The combination of bevacizumab and erlotinib as switch maintenance improves progression-free survival with an acceptable safety profile compared with active surveillance in patients with advanced BTCs in this phase II study. The trial moves on to the phase III component to evaluate improvement in overall survival.

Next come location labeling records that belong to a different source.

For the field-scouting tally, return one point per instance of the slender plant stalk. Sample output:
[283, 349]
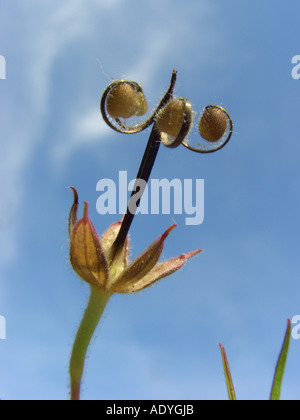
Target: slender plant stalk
[229, 382]
[97, 303]
[280, 367]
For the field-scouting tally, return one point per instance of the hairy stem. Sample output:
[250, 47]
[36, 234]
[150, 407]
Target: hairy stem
[95, 308]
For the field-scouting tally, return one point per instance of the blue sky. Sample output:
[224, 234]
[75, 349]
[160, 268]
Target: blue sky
[161, 343]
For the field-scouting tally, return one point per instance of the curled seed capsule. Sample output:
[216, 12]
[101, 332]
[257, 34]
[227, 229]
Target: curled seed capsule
[170, 119]
[125, 99]
[213, 124]
[174, 121]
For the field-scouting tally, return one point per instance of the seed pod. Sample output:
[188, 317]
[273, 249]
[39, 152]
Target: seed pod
[171, 118]
[213, 123]
[125, 99]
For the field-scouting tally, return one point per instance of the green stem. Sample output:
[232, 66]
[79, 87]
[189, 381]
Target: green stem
[97, 303]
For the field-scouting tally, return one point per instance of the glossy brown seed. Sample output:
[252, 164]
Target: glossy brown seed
[171, 118]
[123, 101]
[213, 124]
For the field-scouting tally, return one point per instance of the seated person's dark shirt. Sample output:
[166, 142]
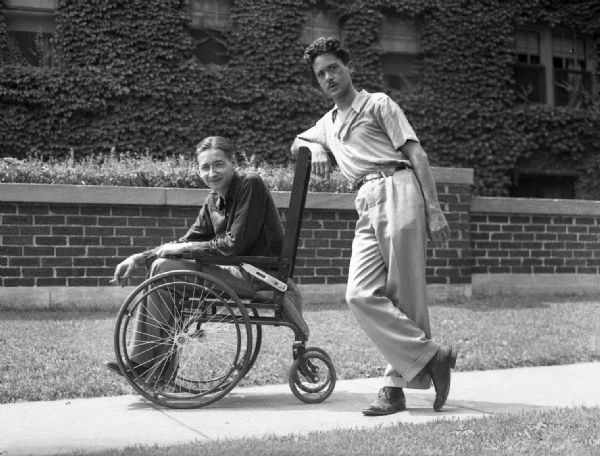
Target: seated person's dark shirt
[246, 222]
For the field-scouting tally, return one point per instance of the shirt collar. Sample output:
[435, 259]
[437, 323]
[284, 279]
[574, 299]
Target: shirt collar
[221, 204]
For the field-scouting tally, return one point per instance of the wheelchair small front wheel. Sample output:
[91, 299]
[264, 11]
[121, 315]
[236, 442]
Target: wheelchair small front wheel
[312, 377]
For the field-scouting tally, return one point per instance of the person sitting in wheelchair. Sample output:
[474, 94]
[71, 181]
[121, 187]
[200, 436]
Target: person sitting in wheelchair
[238, 218]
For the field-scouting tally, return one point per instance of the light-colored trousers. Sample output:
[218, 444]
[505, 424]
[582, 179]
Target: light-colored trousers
[386, 283]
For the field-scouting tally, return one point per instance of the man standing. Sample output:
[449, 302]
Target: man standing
[377, 149]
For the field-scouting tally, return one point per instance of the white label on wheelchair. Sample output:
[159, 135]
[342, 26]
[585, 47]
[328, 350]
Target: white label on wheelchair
[261, 275]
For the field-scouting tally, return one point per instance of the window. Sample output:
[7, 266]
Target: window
[30, 27]
[572, 78]
[400, 57]
[529, 72]
[320, 23]
[537, 183]
[553, 66]
[208, 22]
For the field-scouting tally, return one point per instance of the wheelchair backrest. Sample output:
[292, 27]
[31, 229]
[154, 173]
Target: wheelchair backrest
[293, 222]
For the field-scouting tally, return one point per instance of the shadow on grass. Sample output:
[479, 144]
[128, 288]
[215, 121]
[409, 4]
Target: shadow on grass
[499, 302]
[56, 315]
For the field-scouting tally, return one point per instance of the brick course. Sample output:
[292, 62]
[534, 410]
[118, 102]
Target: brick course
[79, 243]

化疗缓解的晚期胆道癌(BTC)患者通常在接受基于吉西他滨的治疗 6 个月后进行观察。化疗后维持治疗的前瞻性证据有限。
这是一项由研究者发起的、开放标签、随机、整合的 II/III 期研究,在印度的两个癌症中心招募了晚期 BTC 成年患者。组织学证实的晚期胆道腺癌患者,在接受基于吉西他滨的化疗至少 6 个月后至少疾病稳定,随机(1:1)分配至主动监测或转换维持治疗,后者是贝伐珠单抗 5 mg/kg 静脉注射,每 21 天一次,联合厄洛替尼 100 mg 每日一次。两个治疗组均持续到疾病进展、不可接受的毒性或患者决定退出。试验的 II 期部分的主要终点是研究者评估的无进展生存期。该试验在印度临床试验注册中心(CTRI/2019/05/019323I)注册。
从 2021 年 5 月至 2022 年 11 月,98 名患者被随机分配至主动监测(n=49)或贝伐珠单抗-厄洛替尼(n=49)组。大多数患者患有胆囊癌(80%)。中位随访时间为 13.4 个月。主动监测组的中位无进展生存期为 3.1 个月(95%CI,2.47 至 3.64),贝伐珠单抗-厄洛替尼组为 5.3 个月(95%CI,3.53 至 7.04)(风险比,0.51 [95%CI,0.33 至 0.74]; =.0013)。与贝伐珠单抗-厄洛替尼相关的最常见的 3 级特定类别不良事件是痤疮样皮疹 1 例(2%)和口腔黏膜炎 1 例(2%)(厄洛替尼)和出血 1 例(2%)(贝伐珠单抗)。
在这项 II 期研究中,与主动监测相比,贝伐珠单抗和厄洛替尼联合作为转换维持治疗可提高晚期 BTC 患者的无进展生存期,且安全性可接受。该试验进入 III 期部分以评估总生存期的改善。